Brendan O'Hara, the SNP's defence spokesman, said he had made a "mistake" by not disclosing his 50 per cent stake in Oh! Television Limited, which the former TV producer set up in 2009 after leaving his job with the BBC.
It comes after parliamentary standards authorities launched an investigation into Phil Boswell, the SNP MP for Coatbridge, Chryston and Bellshill, who has admitted that he failed to declare his shareholding in the firm Boswell and Johnston Ltd.
Mr O'Hara said he had been initially unaware that he was obliged to record his interest in Oh! Television as it had never traded or made any money. He said he had established the company in case he did not receive enough freelance work after leaving the BBC, but that it had remained dormant ever since he set it up.
However, rules state that MPs are obliged to declare any shareholdings over 15 per cent, even if a company is not trading, on their register of interests.
Company records show that the Argyll and Bute MP, who won a majority of more than 8,000 at last year's general election, signed off dormant Oh!
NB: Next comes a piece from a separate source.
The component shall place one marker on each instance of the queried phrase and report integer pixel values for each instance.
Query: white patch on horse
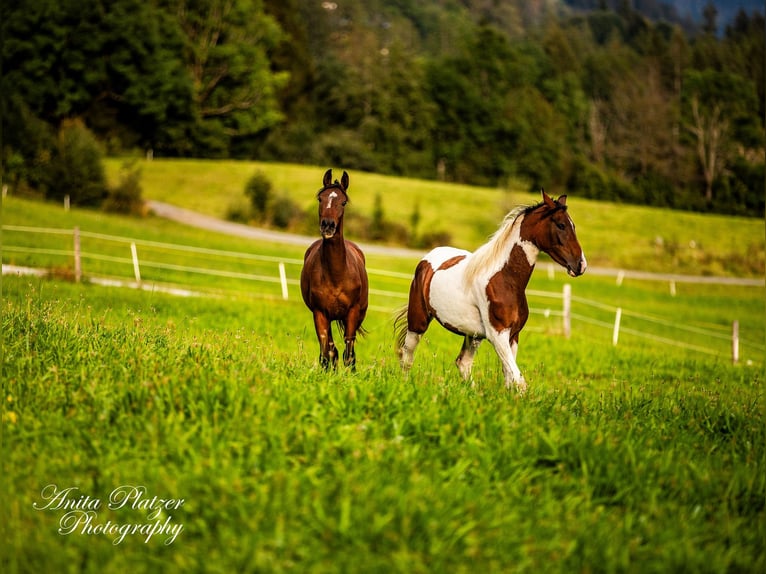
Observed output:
(330, 197)
(448, 296)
Television accounts in August - three months after he was elected.
Mr O'Hara said: "It's never traded, it's never earned a penny. It's my oversight. There is nothing secretive, it's never traded in its life. I was quite naive to think that this didn't count.
"I had conversations with the whips office and on the first day back after recess I phoned the register office and they said 'yes, although it's never traded it technically should be on'. There was never an attempt to try and hide this or any earnings. It's a non-story."
He said that the SNP had given its new cohort of MPs advice on what should be declared on the register of interests following its landslide win last May and added: "I don't blame the party. I wouldn't blame anyone other than myself. As a new MP there are a million and one things you have to do."
While Mr Boswell is subject to an investigation from Kathryn Hudson, the parliamentary commissioner for standards, there is currently no probe into Mr O'Hara and he said Westminster authorities had accepted that the failure to declare the shareholding had been a genuine mistake.
SNP MPs Michelle Thomson and Natalie McGarry have both left the party following allegations of financial irregularities and while Mr Boswell is expected to retain the party whip, the standards probe into him as well as revelations that he previously benefitted from a tax avoidance scheme have been a source of embarrassment to Nicola Sturgeon.
Murdo Fraser, the senior Scottish Conservative MSP, said: "At this rate there won’t be any SNP MPs left by the end of the parliamentary term who haven’t run in to some sort of trouble. This is another case of the SNP claiming to be whiter than white, but the evidence proving quite the reverse."
Mr O'Hara, whose great, great grandfather was one of the co-founders of Celtic, caused controversy ahead of the general election after it emerged that he had used the word 'hun' to describe Rangers supporters on an online forum under the name 'spikeybhoy'. He apologised for any offence caused but resisted calls to stand down as a candidate after a petition was launched calling for the move.